Mount Mary (formerly Krichauff and Beatty) is a small town on the Thiele Highway between Eudunda and Morgan in South Australia. It was also served by the Morgan railway line from 1878 until 1969 and is named for the Mount Mary railway station on that line.

Despite the town's name, the terrain is essentially flat, and is believed to have been a corruption of Mound Mary. The town was originally surveyed in 1883 and named Krichauff in 1884, after the Hundred of Krichauff which in turn was named for Friedrich Krichauff. The name was changed from a name of enemy origin in 1918 to Beatty (along with the name of the hundred) then again in 1940 to Mount Mary to match the name of the railway station. Beatty remains the name of the locality covering the northern half of the hundred of Beatty.
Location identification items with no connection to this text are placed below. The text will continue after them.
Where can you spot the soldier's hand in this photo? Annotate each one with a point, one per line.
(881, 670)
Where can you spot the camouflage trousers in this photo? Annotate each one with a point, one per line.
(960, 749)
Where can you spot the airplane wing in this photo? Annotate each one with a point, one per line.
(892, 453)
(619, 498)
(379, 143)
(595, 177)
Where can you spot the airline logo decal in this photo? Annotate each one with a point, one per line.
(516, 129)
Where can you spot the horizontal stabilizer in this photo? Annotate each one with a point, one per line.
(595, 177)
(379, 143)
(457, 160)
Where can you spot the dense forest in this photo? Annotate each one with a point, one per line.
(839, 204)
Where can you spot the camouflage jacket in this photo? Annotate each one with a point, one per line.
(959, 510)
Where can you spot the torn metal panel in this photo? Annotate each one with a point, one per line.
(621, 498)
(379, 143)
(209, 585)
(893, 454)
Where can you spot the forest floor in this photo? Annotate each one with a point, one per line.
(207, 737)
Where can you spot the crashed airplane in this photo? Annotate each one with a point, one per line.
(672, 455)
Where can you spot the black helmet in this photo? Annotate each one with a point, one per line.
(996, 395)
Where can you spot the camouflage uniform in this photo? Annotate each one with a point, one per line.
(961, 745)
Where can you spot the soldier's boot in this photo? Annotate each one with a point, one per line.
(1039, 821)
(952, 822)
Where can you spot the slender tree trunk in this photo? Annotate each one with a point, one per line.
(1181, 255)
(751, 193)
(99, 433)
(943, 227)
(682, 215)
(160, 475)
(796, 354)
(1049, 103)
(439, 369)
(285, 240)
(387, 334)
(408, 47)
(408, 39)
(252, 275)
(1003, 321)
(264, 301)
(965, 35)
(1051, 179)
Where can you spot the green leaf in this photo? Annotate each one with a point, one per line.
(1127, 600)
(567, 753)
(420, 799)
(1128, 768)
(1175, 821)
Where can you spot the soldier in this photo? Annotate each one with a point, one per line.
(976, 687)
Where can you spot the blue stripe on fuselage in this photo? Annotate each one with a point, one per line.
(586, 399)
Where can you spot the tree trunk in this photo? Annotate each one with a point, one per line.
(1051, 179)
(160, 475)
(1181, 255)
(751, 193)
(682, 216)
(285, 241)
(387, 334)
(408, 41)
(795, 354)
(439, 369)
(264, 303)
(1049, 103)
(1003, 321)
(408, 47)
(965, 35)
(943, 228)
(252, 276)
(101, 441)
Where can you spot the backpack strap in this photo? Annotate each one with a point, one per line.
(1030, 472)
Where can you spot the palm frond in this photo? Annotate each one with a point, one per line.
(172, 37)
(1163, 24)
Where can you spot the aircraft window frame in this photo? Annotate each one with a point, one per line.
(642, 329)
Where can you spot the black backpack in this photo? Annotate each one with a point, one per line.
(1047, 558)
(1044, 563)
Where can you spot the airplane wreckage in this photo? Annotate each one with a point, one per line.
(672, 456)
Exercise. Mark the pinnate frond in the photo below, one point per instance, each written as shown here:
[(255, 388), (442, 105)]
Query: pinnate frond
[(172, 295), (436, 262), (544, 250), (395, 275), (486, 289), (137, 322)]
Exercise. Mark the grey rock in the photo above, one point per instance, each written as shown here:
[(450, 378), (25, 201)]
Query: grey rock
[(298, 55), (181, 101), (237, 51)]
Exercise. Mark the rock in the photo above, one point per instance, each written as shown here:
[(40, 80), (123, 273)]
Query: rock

Mount Mary School opened as the Krichauff School in 1886. It was renamed Mount Mary in 1896, and temporarily closed from 1909 to 1913. The school closed permanently in 1956.

Mount Mary still has a hotel serving the community and travellers, but little other business remains other than farming. The town contains ten homes, the pub, and a working telephone box.

The 2016 Australian census which was conducted in August 2016 reports that Mount Mary had a population of 28 people which it shared with the portion of the adjoining locality of Bower located in the Mid Murray Council.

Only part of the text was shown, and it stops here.